Alors le temps s’est mélangé. Tous les pas perdus, les pas impatients se sont glissés dans les deux paires de souliers dansants. La liberté et la contrainte se sont fait face, les désillusions et les espoirs se sont roulés des pelles. Le passé, le futur n’ont fait plus qu’un. Pendant qu’Astor l’immortel continuait de jouer.

C’est à cet instant là que tu as pleuré. Tes yeux tout mouillés. Toi le grand homme du banc tout à côté. Tu as pleuré. Et tu as dit « ça me touche, ça me touche. J’étais danseur pendant quinze ans et ça me touche. » Et tous nous étions touchés. Par la musique infernale de Piazzola, par les corps qui s’accrochaient l’un à l’autre sans jamais tomber, par nous tous, ici, dehors, enfin.

Nous étions cent, nous étions huit cents et toi tu as pleuré. Tes pleurs ont coulé sur le bitume, ont rejoint les rigoles, ont emporté nos peurs. L’écorce de nos espoirs a grimpé les platanes et s’est accrochée tout à la cime. Les inquiétudes sont devenues certitudes et les peines sont devenues des phares.

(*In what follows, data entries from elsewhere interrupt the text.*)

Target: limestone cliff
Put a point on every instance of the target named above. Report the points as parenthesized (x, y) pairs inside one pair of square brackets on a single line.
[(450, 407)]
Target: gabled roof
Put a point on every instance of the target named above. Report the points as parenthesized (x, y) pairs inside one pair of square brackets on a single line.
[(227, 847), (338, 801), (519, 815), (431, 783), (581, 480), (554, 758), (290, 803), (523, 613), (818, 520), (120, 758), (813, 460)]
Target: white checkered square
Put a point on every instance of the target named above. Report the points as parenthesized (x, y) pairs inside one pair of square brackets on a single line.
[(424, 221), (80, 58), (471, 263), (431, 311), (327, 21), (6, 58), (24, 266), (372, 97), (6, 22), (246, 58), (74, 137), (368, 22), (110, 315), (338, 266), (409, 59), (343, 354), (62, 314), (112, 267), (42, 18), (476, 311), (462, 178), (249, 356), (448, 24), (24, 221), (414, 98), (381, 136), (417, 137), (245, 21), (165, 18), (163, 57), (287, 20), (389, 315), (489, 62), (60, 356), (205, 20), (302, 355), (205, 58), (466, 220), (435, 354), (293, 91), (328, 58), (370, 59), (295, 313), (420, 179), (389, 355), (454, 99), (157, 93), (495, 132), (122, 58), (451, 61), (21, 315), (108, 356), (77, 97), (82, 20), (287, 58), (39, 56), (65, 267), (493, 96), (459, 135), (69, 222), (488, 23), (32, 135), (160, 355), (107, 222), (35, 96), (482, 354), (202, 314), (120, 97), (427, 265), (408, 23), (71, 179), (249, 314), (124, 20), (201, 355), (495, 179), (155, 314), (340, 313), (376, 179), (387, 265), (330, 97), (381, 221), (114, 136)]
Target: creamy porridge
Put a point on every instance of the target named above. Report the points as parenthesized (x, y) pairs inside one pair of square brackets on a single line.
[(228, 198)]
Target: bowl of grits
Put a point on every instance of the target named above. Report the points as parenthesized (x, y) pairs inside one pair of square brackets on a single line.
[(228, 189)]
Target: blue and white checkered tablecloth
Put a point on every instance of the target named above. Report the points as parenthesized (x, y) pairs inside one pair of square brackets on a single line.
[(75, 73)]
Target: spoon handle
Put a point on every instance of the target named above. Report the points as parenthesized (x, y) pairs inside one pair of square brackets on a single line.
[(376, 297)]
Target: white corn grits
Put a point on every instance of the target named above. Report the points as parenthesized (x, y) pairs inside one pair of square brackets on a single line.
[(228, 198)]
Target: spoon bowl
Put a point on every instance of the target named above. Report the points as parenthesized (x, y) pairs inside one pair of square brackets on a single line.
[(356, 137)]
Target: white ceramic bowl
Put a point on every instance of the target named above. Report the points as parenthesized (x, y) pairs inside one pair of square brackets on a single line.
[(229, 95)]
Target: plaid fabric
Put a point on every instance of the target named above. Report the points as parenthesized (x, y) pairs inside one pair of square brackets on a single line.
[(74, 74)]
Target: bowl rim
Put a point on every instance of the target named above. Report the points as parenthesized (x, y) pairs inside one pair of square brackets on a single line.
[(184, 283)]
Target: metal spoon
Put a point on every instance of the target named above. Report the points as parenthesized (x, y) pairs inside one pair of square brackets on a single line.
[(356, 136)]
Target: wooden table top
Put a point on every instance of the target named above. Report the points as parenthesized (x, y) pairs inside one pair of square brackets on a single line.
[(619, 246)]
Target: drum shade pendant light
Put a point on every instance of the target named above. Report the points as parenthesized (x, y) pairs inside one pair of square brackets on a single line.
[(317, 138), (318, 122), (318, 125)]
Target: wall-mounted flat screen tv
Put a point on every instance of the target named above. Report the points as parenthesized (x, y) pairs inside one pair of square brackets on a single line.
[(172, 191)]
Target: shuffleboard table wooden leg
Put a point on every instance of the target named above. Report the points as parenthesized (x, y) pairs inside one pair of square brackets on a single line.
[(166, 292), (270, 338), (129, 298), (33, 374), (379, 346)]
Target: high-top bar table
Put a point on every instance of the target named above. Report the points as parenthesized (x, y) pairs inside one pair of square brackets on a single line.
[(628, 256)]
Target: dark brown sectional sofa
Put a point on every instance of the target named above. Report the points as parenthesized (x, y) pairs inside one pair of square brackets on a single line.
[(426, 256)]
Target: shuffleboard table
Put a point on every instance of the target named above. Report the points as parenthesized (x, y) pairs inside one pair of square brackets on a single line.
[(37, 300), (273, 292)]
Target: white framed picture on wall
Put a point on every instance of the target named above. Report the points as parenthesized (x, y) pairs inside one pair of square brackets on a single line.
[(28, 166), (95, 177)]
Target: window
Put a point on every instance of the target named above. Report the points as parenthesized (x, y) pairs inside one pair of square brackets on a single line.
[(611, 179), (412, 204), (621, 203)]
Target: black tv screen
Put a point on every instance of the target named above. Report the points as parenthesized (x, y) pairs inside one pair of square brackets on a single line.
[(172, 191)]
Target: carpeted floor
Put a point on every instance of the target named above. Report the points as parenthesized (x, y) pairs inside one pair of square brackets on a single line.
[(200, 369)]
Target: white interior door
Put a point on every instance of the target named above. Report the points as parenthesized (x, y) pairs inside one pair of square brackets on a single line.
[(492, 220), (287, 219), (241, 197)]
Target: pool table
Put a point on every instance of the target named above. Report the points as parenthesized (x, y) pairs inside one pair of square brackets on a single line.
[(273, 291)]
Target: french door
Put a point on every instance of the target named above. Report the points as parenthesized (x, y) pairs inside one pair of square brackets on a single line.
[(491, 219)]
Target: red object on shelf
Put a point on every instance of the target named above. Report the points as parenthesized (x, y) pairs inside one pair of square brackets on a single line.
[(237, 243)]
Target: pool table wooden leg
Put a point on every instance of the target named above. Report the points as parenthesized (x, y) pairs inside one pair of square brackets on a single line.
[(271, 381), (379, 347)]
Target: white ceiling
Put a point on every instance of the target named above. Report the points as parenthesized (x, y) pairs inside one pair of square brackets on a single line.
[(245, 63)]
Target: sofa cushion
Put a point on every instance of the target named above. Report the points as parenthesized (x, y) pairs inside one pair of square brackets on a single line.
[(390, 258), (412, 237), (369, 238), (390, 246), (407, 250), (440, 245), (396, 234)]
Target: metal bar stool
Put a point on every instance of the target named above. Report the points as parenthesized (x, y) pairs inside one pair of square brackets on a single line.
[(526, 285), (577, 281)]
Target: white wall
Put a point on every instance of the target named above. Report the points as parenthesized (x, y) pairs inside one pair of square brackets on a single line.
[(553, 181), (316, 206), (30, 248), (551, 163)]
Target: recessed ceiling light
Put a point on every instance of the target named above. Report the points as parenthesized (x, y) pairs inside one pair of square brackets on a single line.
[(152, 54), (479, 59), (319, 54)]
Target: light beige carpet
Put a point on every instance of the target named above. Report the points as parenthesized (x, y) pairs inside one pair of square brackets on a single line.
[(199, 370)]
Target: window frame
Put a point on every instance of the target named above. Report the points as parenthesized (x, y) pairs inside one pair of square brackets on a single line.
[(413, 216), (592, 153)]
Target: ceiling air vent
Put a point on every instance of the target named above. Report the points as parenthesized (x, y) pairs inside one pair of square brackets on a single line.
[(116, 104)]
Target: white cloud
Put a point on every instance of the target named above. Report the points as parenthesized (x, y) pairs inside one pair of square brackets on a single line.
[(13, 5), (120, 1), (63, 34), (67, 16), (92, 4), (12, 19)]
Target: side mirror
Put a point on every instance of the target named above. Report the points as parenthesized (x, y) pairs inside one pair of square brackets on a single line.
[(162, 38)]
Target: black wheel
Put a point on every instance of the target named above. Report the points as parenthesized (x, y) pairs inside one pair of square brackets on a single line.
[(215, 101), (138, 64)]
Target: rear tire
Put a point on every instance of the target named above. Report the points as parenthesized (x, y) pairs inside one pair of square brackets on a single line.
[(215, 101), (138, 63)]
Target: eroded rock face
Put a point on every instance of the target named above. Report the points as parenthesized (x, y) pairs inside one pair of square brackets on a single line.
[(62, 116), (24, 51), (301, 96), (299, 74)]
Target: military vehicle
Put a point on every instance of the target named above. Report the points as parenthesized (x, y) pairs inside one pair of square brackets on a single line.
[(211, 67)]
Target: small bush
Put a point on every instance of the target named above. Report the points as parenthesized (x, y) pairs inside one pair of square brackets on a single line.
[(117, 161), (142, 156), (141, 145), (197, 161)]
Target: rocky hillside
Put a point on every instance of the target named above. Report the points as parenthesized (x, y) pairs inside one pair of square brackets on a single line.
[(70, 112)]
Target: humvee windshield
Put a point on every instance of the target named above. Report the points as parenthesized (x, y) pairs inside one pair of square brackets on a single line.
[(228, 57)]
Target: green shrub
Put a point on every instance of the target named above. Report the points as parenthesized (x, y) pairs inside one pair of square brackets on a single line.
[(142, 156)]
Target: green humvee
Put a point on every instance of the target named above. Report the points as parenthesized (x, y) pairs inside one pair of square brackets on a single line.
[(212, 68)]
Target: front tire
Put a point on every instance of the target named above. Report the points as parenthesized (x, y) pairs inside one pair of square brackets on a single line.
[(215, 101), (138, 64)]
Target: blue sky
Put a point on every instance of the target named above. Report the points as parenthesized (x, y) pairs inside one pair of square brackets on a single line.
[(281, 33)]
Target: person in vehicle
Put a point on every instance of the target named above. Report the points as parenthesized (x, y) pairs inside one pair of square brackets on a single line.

Pas à pas nous reconstruirons des places vibrantes. Pas à pas nous danserons sur le bitume. Pas à pas nous reconquerrons la plaine, nous chanterons dans les micros et ferons valser les arbres de la place Salengro. Tes guibolles branlantes et le regard un peu soul, face au banc tu t’es mis à danser. Nous avons tous dansé. Nous étions cent et même neuf cents, et la place et nous ne faisions qu’un, et tout dansait. Tous debout, micro en porte-voix et notes en bandoulière.

À un moment tu as disparu. Je ne t’ai plus revu. Toi qui as osé pleuré pour nous tous. Parce que maintenant, nous le savons : nous ne sommes pas seuls, nous sommes dix, nous sommes cent, nous sommes huit cents, nous sommes mille et même plus qui feront pousser la musique, les poèmes et la danse à travers le bitume. Et nous reviendrons nous percher sur ton banc. Et toi tu seras là, et tu pleureras, tu pleureras le temps qu’il faudra.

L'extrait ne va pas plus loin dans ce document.